Author: Jason Brownlee
Deep learning neural networks are nonlinear methods.
They offer increased flexibility and can scale in proportion to the amount of training data available. A downside of this flexibility is that they learn via a stochastic training algorithm which means that they are sensitive to the specifics of the training data and may find a different set of weights each time they are trained, which in turn produce different predictions.
Generally, this is referred to as neural networks having a high variance and it can be frustrating when trying to develop a final model to use for making predictions.
A successful approach to reducing the variance of neural network models is to train multiple models instead of a single model and to combine the predictions from these models. This is called ensemble learning and not only reduces the variance of predictions but also can result in predictions that are better than any single model.
In this post, you will discover methods for deep learning neural networks to reduce variance and improve prediction performance.
After reading this post, you will know:
- Neural network models are nonlinear and have a high variance, which can be frustrating when preparing a final model for making predictions.
- Ensemble learning combines the predictions from multiple neural network models to reduce the variance of predictions and reduce generalization error.
- Techniques for ensemble learning can be grouped by the element that is varied, such as training data, the model, and how predictions are combined.
Let’s get started.
Overview
This tutorial is divided into four parts; they are:
- High Variance of Neural Network Models
- Reduce Variance Using an Ensemble of Models
- How to Ensemble Neural Network Models
- Summary of Ensemble Techniques
High Variance of Neural Network Models
Training deep neural networks can be very computationally expensive.
Very deep networks trained on millions of examples may take days, weeks, and sometimes months to train.
Google’s baseline model […] was a deep convolutional neural network […] that had been trained for about six months using asynchronous stochastic gradient descent on a large number of cores.
— Distilling the Knowledge in a Neural Network, 2015.
After the investment of so much time and resources, there is no guarantee that the final model will have low generalization error, performing well on examples not seen during training.
… train many different candidate networks and then to select the best, […] and to discard the rest.

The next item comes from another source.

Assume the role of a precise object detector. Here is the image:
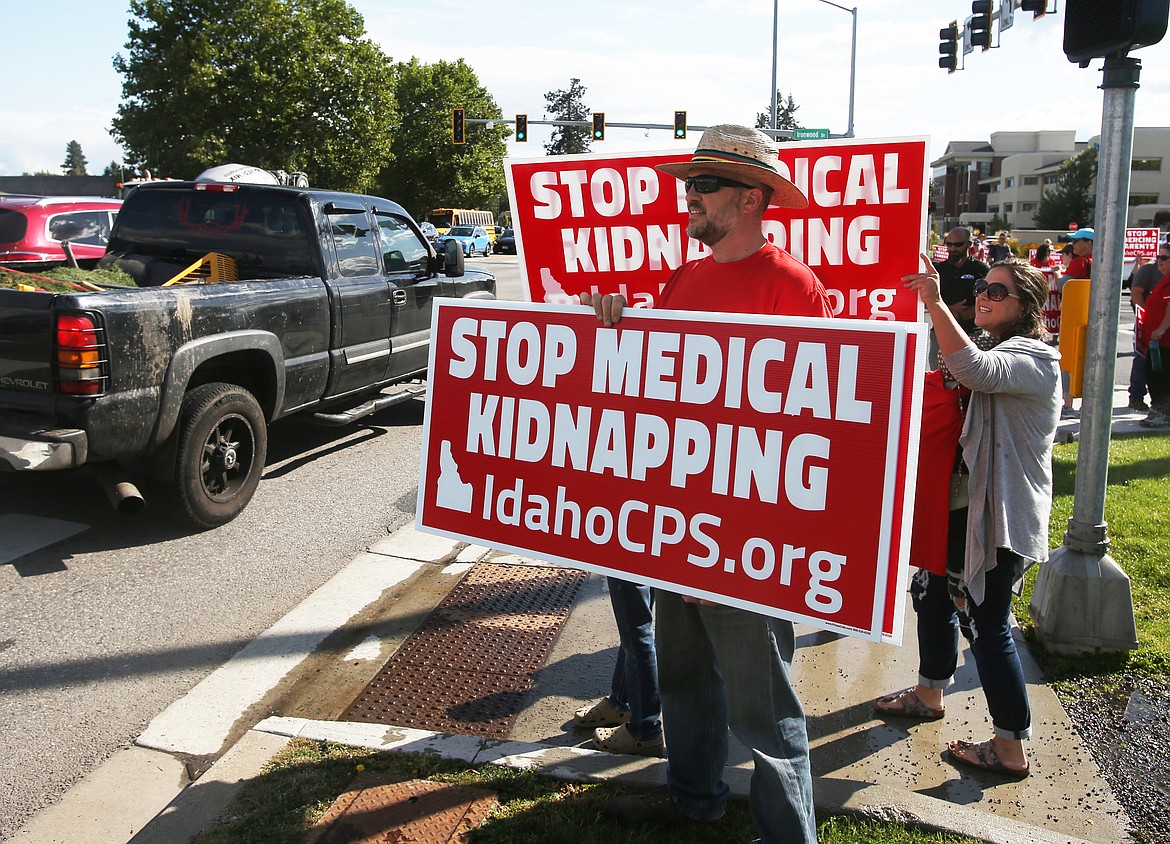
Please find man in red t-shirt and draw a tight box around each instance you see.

There are two disadvantages with such an approach. First, all of the effort involved in training the remaining networks is wasted. Second, […] the network which had best performance on the validation set might not be the one with the best performance on new test data.
— Pages 364-365, Neural Networks for Pattern Recognition, 1995.
Neural network models are a nonlinear method. This means that they can learn complex nonlinear relationships in the data. A downside of this flexibility is that they are sensitive to initial conditions, both in terms of the initial random weights and in terms of the statistical noise in the training dataset.
This stochastic nature of the learning algorithm means that each time a neural network model is trained, it may learn a slightly (or dramatically) different version of the mapping function from inputs to outputs, that in turn will have different performance on the training and holdout datasets.
As such, we can think of a neural network as a method that has a low bias and high variance. Even when trained on large datasets to satisfy the high variance, having any variance in a final model that is intended to be used to make predictions can be frustrating.
Want Better Results with Deep Learning?
Take my free 7-day email crash course now (with sample code).
Click to sign-up and also get a free PDF Ebook version of the course.
Reduce Variance Using an Ensemble of Models
A solution to the high variance of neural networks is to train multiple models and combine their predictions.
The idea is to combine the predictions from multiple good but different models.
A good model has skill, meaning that its predictions are better than random chance. Importantly, the models must be good in different ways; they must make different prediction errors.
The reason that model averaging works is that different models will usually not make all the same errors on the test set.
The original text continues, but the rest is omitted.